Boy on rereading this sounds more arrogant than I mean it.  I simply believe
that pre-planning and careful selection of employers and jobs drastically
increase one's chances to be hired.  Style, setting, personality, lifestyle
and a myriad of other factors must be considered prior to the application.
We all need to find employers that match, to the best extent possible, our
styles and interests.  I believe this applies to all levels from manual
labor to top management.  

As a caution, as we in the NFB have experienced with MCB a change in
leadership in the organization can change the atmosphere and the employee
then needs to decide how to cope.  This is not easy and in Christine's and
Dave's cases, can be devastating to a career plan. There are bad employers
as well as bad employees.

-----Original Message-----
From: nfbmi-talk-bounces at nfbnet.org [mailto:nfbmi-talk-bounces at nfbnet.org]
On Behalf Of Cheryl Wade
Sent: Thursday, April 14, 2011 11:23 PM
To: NFB of Michigan Internet Mailing List
Subject: Re: [nfbmi-talk] Rehab Counselling


Fred, you mentioned how, at NFB programs, counselors invite students to
their homes for meals. That's a great idea for a program that's
self-contained, and I think I would feel comfortable doing that in such a
situation. But for ethical reasons, counselors feel they might compromise
their relationships with clients if they become too friendly outside the
office. It's kind of like my reporting career: if your beat is city hall and
you hang around at the city manager's house for BBQ, some might consider you

Of course, counselors should above all be caring, loyal to their clients,
considerate of clients' needs above those of the status quo or outside
parties. They should, and indeed are commanded to, practice beneficence and
justice toward clients. That sometimes means treating all clients in a
similar way -- though not alike. So, if there are cuts and prioritization of
services, we must handle emergency situations but must not push some clients
ahead of others

You guys are tough, and I like that. But I hope you give some of us newly
emerging counselors a chance. I would encourage clients to tell their
counselors when they're unhappy.

Fred, you also mentioned how counselors should take the lead role in finding
jobs for clients. There is considerable discussion about that.
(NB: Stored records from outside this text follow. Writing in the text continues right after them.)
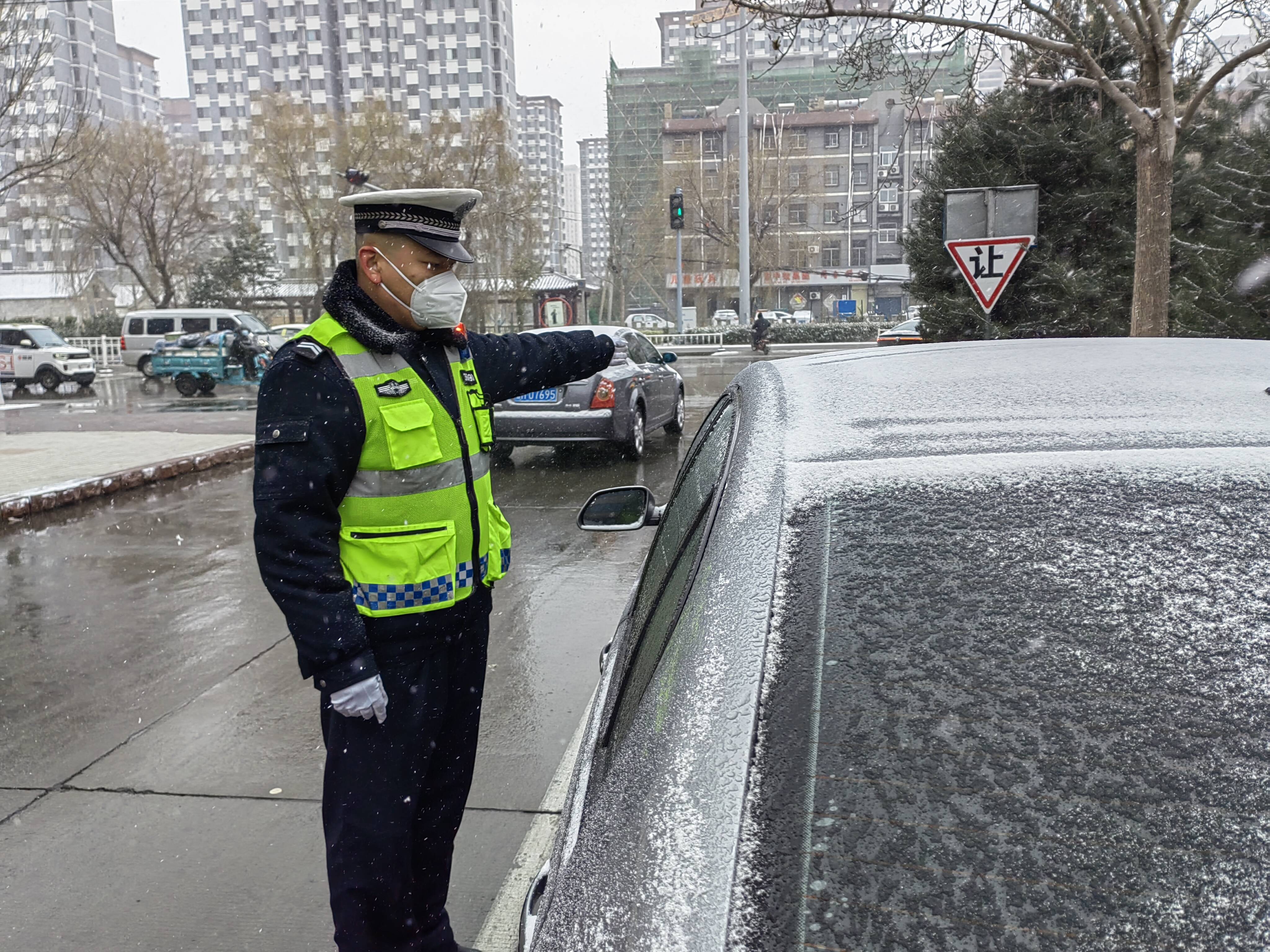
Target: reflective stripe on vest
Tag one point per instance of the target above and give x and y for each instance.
(418, 522)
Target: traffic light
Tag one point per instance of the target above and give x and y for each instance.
(676, 213)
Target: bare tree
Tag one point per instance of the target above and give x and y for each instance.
(143, 202)
(40, 120)
(1161, 88)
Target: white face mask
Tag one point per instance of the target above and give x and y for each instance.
(436, 304)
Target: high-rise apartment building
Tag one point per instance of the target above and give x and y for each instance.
(541, 140)
(718, 32)
(421, 58)
(593, 186)
(82, 79)
(139, 86)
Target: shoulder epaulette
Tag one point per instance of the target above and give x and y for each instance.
(310, 350)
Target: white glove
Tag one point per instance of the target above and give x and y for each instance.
(362, 700)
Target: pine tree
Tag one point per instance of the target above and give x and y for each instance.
(234, 277)
(1079, 279)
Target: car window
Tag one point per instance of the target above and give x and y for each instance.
(44, 337)
(651, 353)
(671, 560)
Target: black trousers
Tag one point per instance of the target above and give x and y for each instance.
(394, 796)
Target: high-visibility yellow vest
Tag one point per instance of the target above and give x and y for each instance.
(420, 520)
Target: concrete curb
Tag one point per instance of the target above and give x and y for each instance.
(41, 500)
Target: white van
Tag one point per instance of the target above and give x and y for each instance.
(32, 353)
(143, 329)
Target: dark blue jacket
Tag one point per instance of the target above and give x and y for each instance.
(303, 474)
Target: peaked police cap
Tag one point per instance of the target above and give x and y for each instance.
(429, 216)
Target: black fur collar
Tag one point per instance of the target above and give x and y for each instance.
(374, 329)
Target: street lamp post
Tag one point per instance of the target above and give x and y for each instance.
(744, 168)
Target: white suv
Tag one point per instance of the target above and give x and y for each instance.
(32, 353)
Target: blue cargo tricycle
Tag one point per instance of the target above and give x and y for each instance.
(199, 368)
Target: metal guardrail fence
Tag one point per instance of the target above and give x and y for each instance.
(106, 351)
(685, 339)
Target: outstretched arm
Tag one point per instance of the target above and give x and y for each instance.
(520, 364)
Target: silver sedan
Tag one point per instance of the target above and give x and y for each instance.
(637, 393)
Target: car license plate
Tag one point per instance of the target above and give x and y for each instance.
(540, 397)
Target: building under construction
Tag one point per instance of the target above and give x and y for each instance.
(834, 177)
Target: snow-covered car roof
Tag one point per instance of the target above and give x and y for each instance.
(1010, 675)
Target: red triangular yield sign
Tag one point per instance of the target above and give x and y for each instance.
(988, 263)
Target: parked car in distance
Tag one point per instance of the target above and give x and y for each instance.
(648, 322)
(141, 331)
(906, 333)
(35, 353)
(930, 681)
(637, 393)
(287, 331)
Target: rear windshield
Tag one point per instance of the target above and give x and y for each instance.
(1032, 719)
(44, 337)
(252, 323)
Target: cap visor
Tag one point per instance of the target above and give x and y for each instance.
(450, 249)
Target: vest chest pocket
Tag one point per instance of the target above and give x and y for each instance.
(399, 569)
(411, 434)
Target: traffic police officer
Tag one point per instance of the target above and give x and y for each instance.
(378, 535)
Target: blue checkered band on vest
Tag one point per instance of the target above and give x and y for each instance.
(383, 598)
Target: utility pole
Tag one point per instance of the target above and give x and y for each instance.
(744, 164)
(677, 228)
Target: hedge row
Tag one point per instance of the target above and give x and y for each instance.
(810, 333)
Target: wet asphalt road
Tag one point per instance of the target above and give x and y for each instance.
(150, 701)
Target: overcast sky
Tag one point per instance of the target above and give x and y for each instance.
(562, 50)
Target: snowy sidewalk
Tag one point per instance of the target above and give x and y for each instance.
(41, 471)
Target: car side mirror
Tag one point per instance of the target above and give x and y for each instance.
(620, 509)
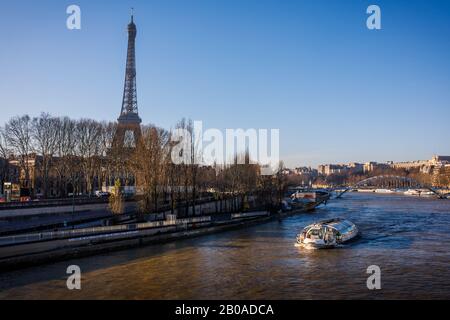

I believe
that counselors should encourage clients to take as much responsibility as
they are comfortable doing, but prepare them for that level of independence.

The reason is that, if we don't encourage that kind of personal
responsibility in the counseling venue, we might unwittingly be making
clients more dependent, not less so, and patronizing them by making them
feel that the job search is the counselor's agenda. It is the client, after
all, who will be working at that job for awhile and should be comfortable
and happy as possible with it.

Cheryl Wade
----- Original Message -----
From: "Larry D. Keeler" <lkeeler at comcast.net>
To: "NFB of Michigan Internet Mailing List" <nfbmi-talk at nfbnet.org>
Sent: Thursday, April 14, 2011 9:33 PM
Subject: [nfbmi-talk] Rehab Counselling

> Great points Mary and Fred!  I was thinking of the general counselling 
> program at Eastern Michigan University.  It is a generic program that 
> teaches the skills of counselling to a wide variety of proffessions.  What

> I have found out is that yes, you can come out with many of the essentials

> but some of the specifics not so much.  Fred, we sure do need a center 
> like that one in Michigan!  Joe, we need to change the system here in 
> Michigan because everyone shouldn't have to leave the state to become self

> reliant.  Right now I see you are entirely correct but my hope is that we 
> can change it before there is nothing at all!
> Intelligence is always claimed but rarely proven!